萧承晔面色涨得通红,看了商珠一眼,这才拼了命地压住气。
燕鸿的脸色已沉得没边,仿佛要同那雪中的无数黑影化作一处。
商珠将伞放在一边,上前一步,忙拱手道:“萧司马的脾性,燕相是知道的,切莫要放在心上。朝中之事,自会有朝堂论断,这案子的结果,还有待商榷……下官先替萧司马赔个不是。”
燕鸿望着她,又是欣慰,又是疲惫,笑着连手也懒得抬,只说:“雪大了,你也赶紧回去吧。”
商珠见他左右无人,喉间微微哽咽,语气稍柔:“学生……陪陪老师。”
“不必了,”燕鸿兜了兜袖子,嘱咐道:“你好生盯着承晔便是,眼下朝中风声紧,省得他一时糊涂,做什么出格的事来。”
“是,老师放心……”
燕鸿撑着伞,便缓步往宫外走。夜深人静,雪地里只留了他一人的脚印。
萧承晔见他什么都没交代,便就这么走远了,胸中那口气到底是按捺不下,忽冲着那雪中背影厉声嘶吼:“燕鸿,老子瞧不起你!”
燕鸿又走了两步,脚尖稍顿,便被气得“哗”的一声吐出口鲜血出来。
白雪霎时被殷红浸染,伞下无一幸免。
第68章 逼宫 你我所做之事不会白费。
大雪至天明才停。
今是魏绎病愈恢复上朝的头一日,可养病养了一月,倒像是把他性子都养懒散了,今日又要懒起,郭赛不得已去偏殿搬来了援兵。
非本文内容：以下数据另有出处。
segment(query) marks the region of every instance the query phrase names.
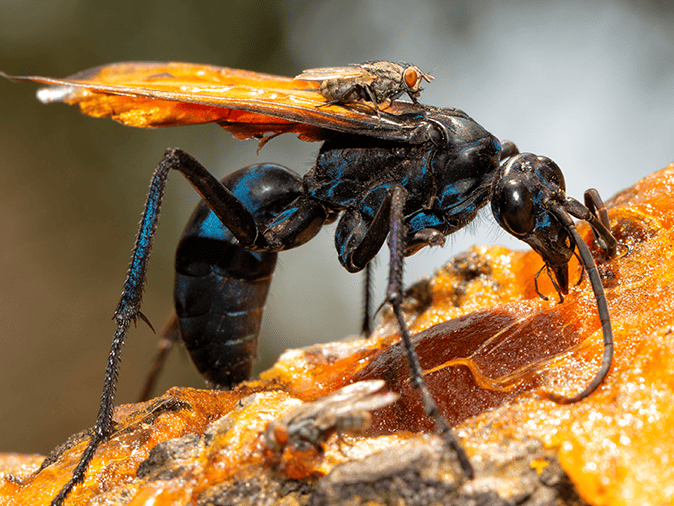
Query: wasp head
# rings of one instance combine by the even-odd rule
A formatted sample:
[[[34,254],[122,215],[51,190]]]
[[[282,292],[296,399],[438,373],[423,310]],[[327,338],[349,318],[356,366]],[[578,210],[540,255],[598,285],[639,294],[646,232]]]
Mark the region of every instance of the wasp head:
[[[575,242],[559,217],[566,199],[564,176],[544,156],[520,153],[507,158],[492,187],[496,221],[543,257],[561,293],[568,293],[568,262]],[[570,220],[570,218],[569,218]]]

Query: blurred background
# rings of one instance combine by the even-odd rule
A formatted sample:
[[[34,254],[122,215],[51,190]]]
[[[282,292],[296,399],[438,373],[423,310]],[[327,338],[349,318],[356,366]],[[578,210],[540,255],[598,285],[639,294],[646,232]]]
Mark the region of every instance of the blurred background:
[[[674,161],[671,0],[0,0],[0,69],[64,77],[125,60],[187,61],[294,76],[305,68],[404,60],[432,73],[422,102],[467,111],[501,139],[545,154],[582,198],[608,198]],[[260,153],[214,125],[138,130],[45,106],[0,81],[0,451],[47,453],[93,424],[150,175],[181,147],[219,177],[278,162],[304,173],[319,148],[294,136]],[[172,312],[173,253],[197,196],[171,176],[143,312]],[[280,255],[258,370],[288,347],[358,332],[361,278],[344,271],[334,226]],[[430,274],[472,244],[522,248],[490,213],[406,263]],[[388,255],[379,259],[377,304]],[[133,402],[159,337],[132,328],[117,403]],[[173,353],[158,394],[201,386]]]

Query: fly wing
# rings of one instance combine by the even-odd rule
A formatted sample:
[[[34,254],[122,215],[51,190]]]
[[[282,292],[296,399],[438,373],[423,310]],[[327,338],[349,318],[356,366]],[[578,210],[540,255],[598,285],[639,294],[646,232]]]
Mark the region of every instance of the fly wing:
[[[323,67],[304,70],[295,79],[302,81],[325,81],[326,79],[358,79],[361,84],[370,84],[377,76],[358,65]]]
[[[394,392],[379,392],[384,380],[366,380],[347,385],[320,399],[325,403],[321,416],[337,418],[357,411],[374,411],[387,406],[398,399]],[[317,419],[320,417],[317,417]]]
[[[315,401],[302,404],[282,417],[281,421],[289,428],[308,421],[322,426],[325,422],[321,420],[332,420],[335,415],[349,411],[349,407],[354,403],[375,397],[374,393],[381,390],[385,384],[383,380],[367,380],[347,385]],[[386,404],[381,404],[384,405]]]
[[[339,131],[425,140],[423,111],[394,104],[378,118],[366,105],[326,105],[317,82],[246,70],[128,62],[65,79],[0,75],[50,85],[38,91],[43,102],[77,104],[89,116],[140,128],[217,123],[241,139],[294,132],[303,140],[323,140],[329,131]]]

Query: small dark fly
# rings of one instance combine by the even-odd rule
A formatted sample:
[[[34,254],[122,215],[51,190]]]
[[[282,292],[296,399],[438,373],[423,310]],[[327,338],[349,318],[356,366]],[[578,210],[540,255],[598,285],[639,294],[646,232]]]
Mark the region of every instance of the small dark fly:
[[[384,380],[359,381],[314,402],[307,402],[267,426],[265,443],[275,451],[309,444],[321,449],[332,434],[366,431],[370,411],[398,400],[394,392],[380,392]]]
[[[372,102],[379,114],[380,104],[393,101],[403,93],[407,93],[416,104],[423,89],[421,82],[430,83],[433,76],[409,63],[372,61],[345,67],[309,69],[295,79],[320,81],[319,90],[330,105],[349,104],[362,99]]]

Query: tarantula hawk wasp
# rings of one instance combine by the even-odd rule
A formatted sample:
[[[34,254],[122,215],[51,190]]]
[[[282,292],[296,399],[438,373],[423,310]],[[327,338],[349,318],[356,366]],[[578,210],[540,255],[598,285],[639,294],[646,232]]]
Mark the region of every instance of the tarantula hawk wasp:
[[[181,336],[215,386],[230,387],[250,374],[277,252],[305,243],[339,218],[335,245],[349,272],[367,269],[388,238],[386,302],[400,326],[412,384],[465,476],[472,477],[465,451],[424,383],[401,311],[402,267],[405,256],[443,244],[488,201],[498,223],[543,257],[560,293],[568,290],[567,263],[576,248],[592,283],[604,336],[601,367],[576,396],[548,397],[576,402],[608,373],[613,352],[608,306],[594,260],[571,218],[588,221],[600,246],[613,254],[615,239],[598,194],[586,193],[586,206],[567,197],[552,160],[519,153],[460,110],[393,101],[373,114],[351,98],[329,103],[316,81],[185,63],[120,63],[66,79],[2,75],[51,85],[38,92],[43,102],[78,104],[84,114],[125,125],[216,123],[237,138],[262,143],[270,134],[289,132],[324,141],[304,177],[258,164],[219,182],[187,153],[166,151],[152,177],[115,311],[117,330],[93,435],[53,505],[84,479],[97,446],[109,435],[121,348],[131,322],[144,319],[142,288],[171,170],[181,172],[203,199],[178,246],[175,301]]]

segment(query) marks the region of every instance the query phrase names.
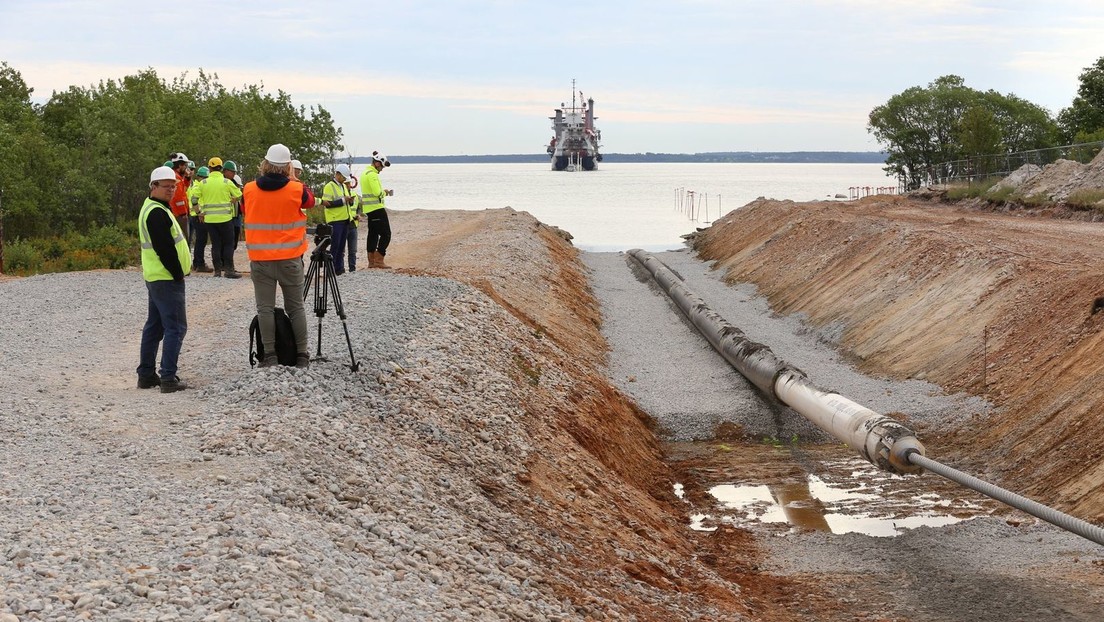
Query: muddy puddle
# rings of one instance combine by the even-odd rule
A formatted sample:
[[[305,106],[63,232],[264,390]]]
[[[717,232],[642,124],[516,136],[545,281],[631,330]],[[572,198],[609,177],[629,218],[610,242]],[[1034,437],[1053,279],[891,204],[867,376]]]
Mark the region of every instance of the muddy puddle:
[[[998,513],[1003,506],[942,477],[878,470],[841,445],[671,443],[687,525],[892,537]]]

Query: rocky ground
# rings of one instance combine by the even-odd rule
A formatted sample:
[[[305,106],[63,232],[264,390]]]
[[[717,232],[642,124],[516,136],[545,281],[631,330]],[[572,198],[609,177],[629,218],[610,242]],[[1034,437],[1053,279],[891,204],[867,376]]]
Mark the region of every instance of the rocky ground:
[[[991,452],[996,459],[985,464],[999,483],[1023,481],[1064,509],[1099,517],[1095,467],[1078,475],[1072,466],[1074,457],[1100,464],[1091,458],[1099,444],[1075,434],[1077,419],[1064,414],[1088,408],[1067,398],[1064,408],[1041,409],[1050,416],[1028,402],[1015,410],[1014,398],[1027,393],[1017,372],[1053,398],[1038,404],[1070,395],[1016,361],[1071,352],[1085,352],[1078,364],[1091,359],[1092,325],[1071,330],[1059,304],[1041,311],[1059,337],[1021,332],[1031,325],[1022,319],[1031,317],[1026,284],[1050,273],[1030,273],[1007,307],[985,316],[994,331],[986,360],[998,365],[983,367],[981,385],[961,373],[974,359],[945,362],[935,345],[923,347],[936,341],[953,354],[962,338],[923,324],[935,312],[910,303],[918,291],[910,287],[926,284],[933,309],[941,301],[963,317],[956,305],[968,304],[959,302],[964,291],[983,292],[983,301],[1010,291],[992,286],[1004,281],[984,269],[1061,267],[1072,262],[1067,252],[1095,258],[1095,230],[1050,221],[1024,230],[1015,226],[1023,219],[878,201],[764,202],[719,222],[700,247],[725,274],[758,283],[777,311],[831,327],[823,334],[838,335],[863,366],[988,395],[1002,410],[980,434],[964,426],[926,432],[974,464]],[[1001,220],[989,226],[991,217]],[[875,224],[864,229],[867,221]],[[0,622],[1014,619],[986,617],[994,611],[1089,620],[1099,611],[1101,557],[1031,521],[918,531],[888,547],[851,536],[689,529],[672,483],[700,495],[693,478],[716,466],[715,456],[676,455],[661,444],[663,429],[611,382],[604,310],[563,232],[509,209],[402,212],[393,226],[388,260],[399,269],[339,281],[357,372],[333,309],[321,322],[327,360],[308,370],[250,370],[248,280],[194,275],[181,359],[194,388],[140,391],[139,272],[0,282]],[[847,229],[854,237],[844,242]],[[893,235],[866,240],[878,231]],[[929,255],[902,252],[911,264],[875,259],[884,253],[879,242],[933,239],[928,248],[938,251]],[[856,268],[833,254],[840,245],[865,249],[859,255],[876,267],[848,281]],[[993,249],[1000,261],[988,255]],[[930,258],[946,262],[925,272]],[[946,293],[923,279],[954,266],[982,274],[956,272],[940,281]],[[1084,276],[1084,287],[1095,273],[1091,262],[1077,266],[1070,273]],[[810,274],[829,285],[812,295]],[[801,295],[787,296],[771,279]],[[841,310],[837,287],[891,297]],[[874,302],[906,316],[911,308],[921,324],[879,316]],[[1008,321],[1021,323],[997,322],[1001,309],[1020,311]],[[965,324],[966,333],[976,327]],[[310,327],[313,348],[313,316]],[[1025,348],[1043,353],[1032,359]],[[1093,374],[1076,369],[1091,384]],[[1036,416],[1055,429],[1023,427]],[[1023,447],[1032,435],[1042,447],[1065,439],[1070,458],[1051,466],[1042,447]],[[767,468],[751,459],[742,467],[749,476]],[[1001,565],[1033,546],[1039,556]],[[969,572],[971,553],[978,568],[1001,565],[1000,580]],[[900,573],[898,563],[914,570]],[[916,583],[949,570],[958,583]],[[1028,588],[1041,596],[1030,598]],[[982,604],[956,609],[970,594],[994,591],[1010,596],[1007,608],[975,598]],[[961,599],[936,598],[948,593]],[[1053,604],[1057,594],[1065,604]],[[938,605],[916,609],[925,599]],[[910,607],[919,613],[910,616]]]

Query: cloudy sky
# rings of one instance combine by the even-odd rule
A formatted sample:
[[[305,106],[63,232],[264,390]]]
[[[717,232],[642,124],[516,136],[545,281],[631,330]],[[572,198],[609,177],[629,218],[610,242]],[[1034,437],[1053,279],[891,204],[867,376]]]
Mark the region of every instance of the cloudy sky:
[[[873,151],[871,108],[957,74],[1057,113],[1101,0],[0,0],[44,102],[152,67],[322,105],[353,155],[543,153],[572,80],[604,151]]]

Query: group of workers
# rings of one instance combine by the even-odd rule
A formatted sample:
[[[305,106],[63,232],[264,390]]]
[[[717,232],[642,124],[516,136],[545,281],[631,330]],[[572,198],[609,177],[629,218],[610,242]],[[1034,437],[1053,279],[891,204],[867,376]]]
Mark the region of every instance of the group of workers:
[[[368,267],[390,267],[384,261],[391,242],[385,197],[393,192],[384,189],[379,180],[380,171],[388,166],[391,162],[386,156],[372,152],[372,165],[360,180],[347,164],[339,164],[322,189],[320,203],[326,223],[333,227],[331,252],[338,275],[345,272],[346,250],[349,271],[356,270],[356,231],[363,220],[368,223]],[[260,366],[277,364],[277,285],[295,332],[296,367],[310,365],[303,256],[307,251],[306,210],[314,207],[316,199],[300,180],[302,171],[291,151],[276,144],[261,161],[257,178],[247,184],[237,175],[233,161],[213,157],[207,166],[196,169],[195,163],[179,152],[150,173],[149,196],[138,215],[149,302],[137,369],[139,389],[160,387],[162,393],[172,393],[187,388],[177,375],[188,330],[184,277],[195,271],[241,278],[234,266],[234,250],[243,230],[265,352]],[[204,257],[208,239],[211,267]]]

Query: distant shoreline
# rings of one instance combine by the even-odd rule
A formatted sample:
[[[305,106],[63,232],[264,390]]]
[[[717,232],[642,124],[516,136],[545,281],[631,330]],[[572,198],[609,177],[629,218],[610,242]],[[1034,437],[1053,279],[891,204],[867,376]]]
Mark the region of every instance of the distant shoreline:
[[[395,163],[547,163],[542,154],[500,155],[398,155],[389,156]],[[353,158],[353,164],[367,164],[370,157]],[[626,162],[698,162],[698,163],[773,163],[773,164],[885,164],[886,154],[878,151],[720,151],[709,153],[608,153],[604,163]]]

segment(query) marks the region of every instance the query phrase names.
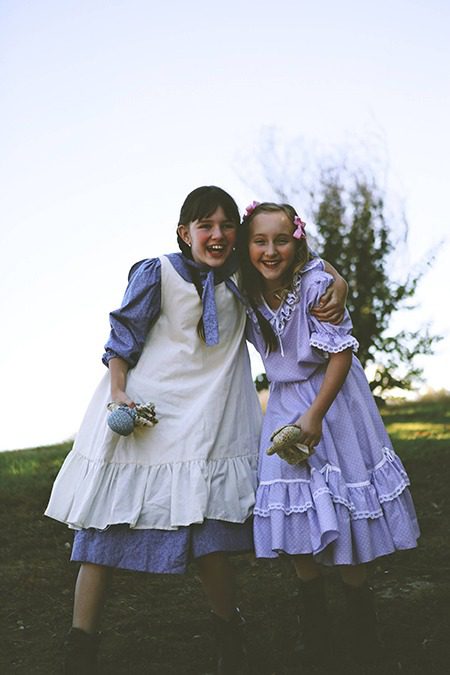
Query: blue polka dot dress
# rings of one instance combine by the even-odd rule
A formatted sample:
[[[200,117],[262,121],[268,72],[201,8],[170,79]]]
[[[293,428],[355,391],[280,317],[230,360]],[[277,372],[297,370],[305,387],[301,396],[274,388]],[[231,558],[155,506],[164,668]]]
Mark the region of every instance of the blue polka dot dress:
[[[334,326],[310,314],[331,282],[315,258],[278,310],[259,307],[279,343],[270,354],[250,312],[248,338],[271,382],[254,509],[258,557],[313,554],[325,565],[356,565],[413,548],[419,536],[408,476],[356,356],[308,462],[292,466],[266,454],[273,431],[295,422],[317,396],[328,354],[358,347],[348,315]]]

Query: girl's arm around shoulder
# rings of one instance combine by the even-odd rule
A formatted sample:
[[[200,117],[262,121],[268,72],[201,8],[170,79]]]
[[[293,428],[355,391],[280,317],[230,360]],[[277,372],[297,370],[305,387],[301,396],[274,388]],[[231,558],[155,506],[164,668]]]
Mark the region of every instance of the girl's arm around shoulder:
[[[347,302],[348,284],[329,262],[323,260],[325,272],[333,277],[333,283],[321,296],[311,312],[319,321],[340,323],[344,318],[345,303]]]
[[[302,442],[313,447],[322,436],[322,420],[345,382],[352,364],[352,350],[330,354],[322,386],[308,410],[296,424],[303,432]]]
[[[133,265],[119,309],[110,313],[111,333],[105,345],[103,363],[120,358],[129,367],[136,365],[145,338],[161,311],[161,262],[159,258]]]
[[[332,277],[323,268],[311,269],[302,279],[302,298],[306,308],[309,343],[311,347],[328,354],[341,352],[348,347],[356,351],[359,345],[352,335],[353,326],[347,310],[344,311],[343,318],[338,324],[320,321],[314,311],[320,298],[332,283]]]

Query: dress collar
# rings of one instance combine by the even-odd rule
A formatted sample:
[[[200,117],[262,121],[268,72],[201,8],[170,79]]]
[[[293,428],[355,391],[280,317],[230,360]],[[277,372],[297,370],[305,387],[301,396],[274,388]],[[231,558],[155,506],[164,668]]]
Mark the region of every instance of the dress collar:
[[[215,286],[225,282],[227,288],[238,298],[240,302],[246,304],[238,287],[231,276],[238,269],[237,255],[233,252],[224,265],[220,267],[208,267],[187,258],[183,253],[169,253],[167,256],[173,268],[187,282],[194,283],[192,279],[192,270],[198,270],[200,282],[202,285],[202,317],[205,331],[205,342],[210,347],[219,343],[219,320],[217,317],[217,307],[215,298]]]

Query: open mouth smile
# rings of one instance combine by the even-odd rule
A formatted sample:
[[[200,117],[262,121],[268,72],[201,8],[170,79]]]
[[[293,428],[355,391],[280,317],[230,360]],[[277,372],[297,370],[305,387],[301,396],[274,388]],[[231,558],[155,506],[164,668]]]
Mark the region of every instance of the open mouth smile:
[[[263,260],[262,264],[264,265],[264,267],[268,267],[269,269],[273,269],[274,267],[279,265],[280,262],[281,262],[280,260]]]
[[[206,250],[209,253],[223,253],[225,251],[225,245],[224,244],[211,244],[211,246],[207,246]]]

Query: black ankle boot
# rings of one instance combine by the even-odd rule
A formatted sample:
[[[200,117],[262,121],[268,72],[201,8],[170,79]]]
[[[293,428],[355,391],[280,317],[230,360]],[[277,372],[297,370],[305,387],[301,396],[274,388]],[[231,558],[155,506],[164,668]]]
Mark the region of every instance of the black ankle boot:
[[[238,608],[236,607],[228,621],[211,612],[211,621],[217,643],[217,675],[246,675],[248,660],[243,635],[245,619]]]
[[[350,628],[351,652],[359,663],[377,661],[381,653],[373,589],[344,584]]]
[[[64,675],[95,675],[100,635],[71,628],[64,641]]]
[[[325,665],[331,661],[331,626],[322,577],[300,582],[300,640],[296,651],[306,663]]]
林荆璞也起得仓促,侧身坐在龙榻上,袄内只有一件松垮不整的内衫。
这招管用。魏绎见着林荆璞,惺忪失笑,长指趁隙溜进暗扣里头,掐得餍足之后,才被缓慢催起了身。
宫婢们侍立两旁,两名年纪稍长的御前掌事伺候魏绎穿衣。林荆璞面色清淡,挨个将扣子系了回去。